Python Program focused on Natural Language Processing (NLTK) and Machine Learning (Binary Classification Naive Bayes) to get the sentiment analysis of hotel reviews - either positive or negative.
About the included files:
The 'preprocess_dataset.py' script is responsible for taking care of preprocessing the raw dataset. The unedited version of the dataset contained "invalid" hotel reviews, such as "No positive review" or "No negative opinion" - information that do not provide valuable insight when training the classifier. This script also separates the raw dataset into two different files: one for positive reviews and another one for negative reviews for further labeling in 'training_classifier.py'.
The 'training_classifier.py' script imports preprocessed data, trains a Naive Bayes classifier, and pickles necessary Python objects for further use in the creation of the 'sentiment_mod.py' module.
The 'sentiment_mod.py' script is responsible for using the pickled files (features and trained Naive Bayes classifier) and contains the 'get_sentiment_from(review)' function that returns the classifier prediction based on user input.
The 'testing_mod.py' script tests the reliability of the classifier (around ~90.20%).

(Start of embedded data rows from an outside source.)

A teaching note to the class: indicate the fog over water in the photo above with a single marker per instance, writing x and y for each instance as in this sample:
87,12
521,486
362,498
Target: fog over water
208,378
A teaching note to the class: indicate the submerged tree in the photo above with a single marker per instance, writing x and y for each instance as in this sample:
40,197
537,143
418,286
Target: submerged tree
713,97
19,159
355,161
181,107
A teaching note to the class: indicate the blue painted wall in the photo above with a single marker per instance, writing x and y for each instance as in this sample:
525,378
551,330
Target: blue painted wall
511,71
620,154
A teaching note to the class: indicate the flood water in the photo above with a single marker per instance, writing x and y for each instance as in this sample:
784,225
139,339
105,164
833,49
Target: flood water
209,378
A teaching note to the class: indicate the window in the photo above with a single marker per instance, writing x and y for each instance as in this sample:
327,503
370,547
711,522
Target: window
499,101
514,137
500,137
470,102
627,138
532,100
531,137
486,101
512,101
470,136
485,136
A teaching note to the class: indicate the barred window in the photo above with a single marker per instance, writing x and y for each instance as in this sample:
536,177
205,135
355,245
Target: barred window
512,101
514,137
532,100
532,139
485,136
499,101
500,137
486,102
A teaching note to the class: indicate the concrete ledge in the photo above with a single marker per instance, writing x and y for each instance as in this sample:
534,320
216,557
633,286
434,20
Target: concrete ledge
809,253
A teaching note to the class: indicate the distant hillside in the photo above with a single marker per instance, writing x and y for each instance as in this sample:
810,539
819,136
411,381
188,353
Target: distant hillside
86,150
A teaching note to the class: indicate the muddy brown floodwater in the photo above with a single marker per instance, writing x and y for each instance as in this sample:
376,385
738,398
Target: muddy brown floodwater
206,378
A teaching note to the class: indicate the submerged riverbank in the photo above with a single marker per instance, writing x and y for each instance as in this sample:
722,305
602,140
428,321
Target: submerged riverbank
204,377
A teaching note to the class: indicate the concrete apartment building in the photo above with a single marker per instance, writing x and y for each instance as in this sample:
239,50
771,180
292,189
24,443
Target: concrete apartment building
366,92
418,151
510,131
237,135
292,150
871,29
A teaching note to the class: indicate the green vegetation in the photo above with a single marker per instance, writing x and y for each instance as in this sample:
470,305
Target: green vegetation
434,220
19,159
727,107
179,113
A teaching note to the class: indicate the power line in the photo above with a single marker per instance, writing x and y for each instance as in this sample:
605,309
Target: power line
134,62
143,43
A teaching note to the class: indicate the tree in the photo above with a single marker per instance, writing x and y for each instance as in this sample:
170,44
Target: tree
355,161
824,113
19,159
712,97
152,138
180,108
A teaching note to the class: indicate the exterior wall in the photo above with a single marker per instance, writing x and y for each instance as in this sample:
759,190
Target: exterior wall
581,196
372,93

You can use the trained classifier by simply importing the 'sentiment_mod.py' module into your Python script and using its 'get_sentiment_from(review)' function to get the sentiment analysis for your own reviews!
Notes:
The raw and preprocessed datasets are not included in this repository due to copyright/licensing issues. You can either import the sentiment module or load the pickled classifier object into your scripts.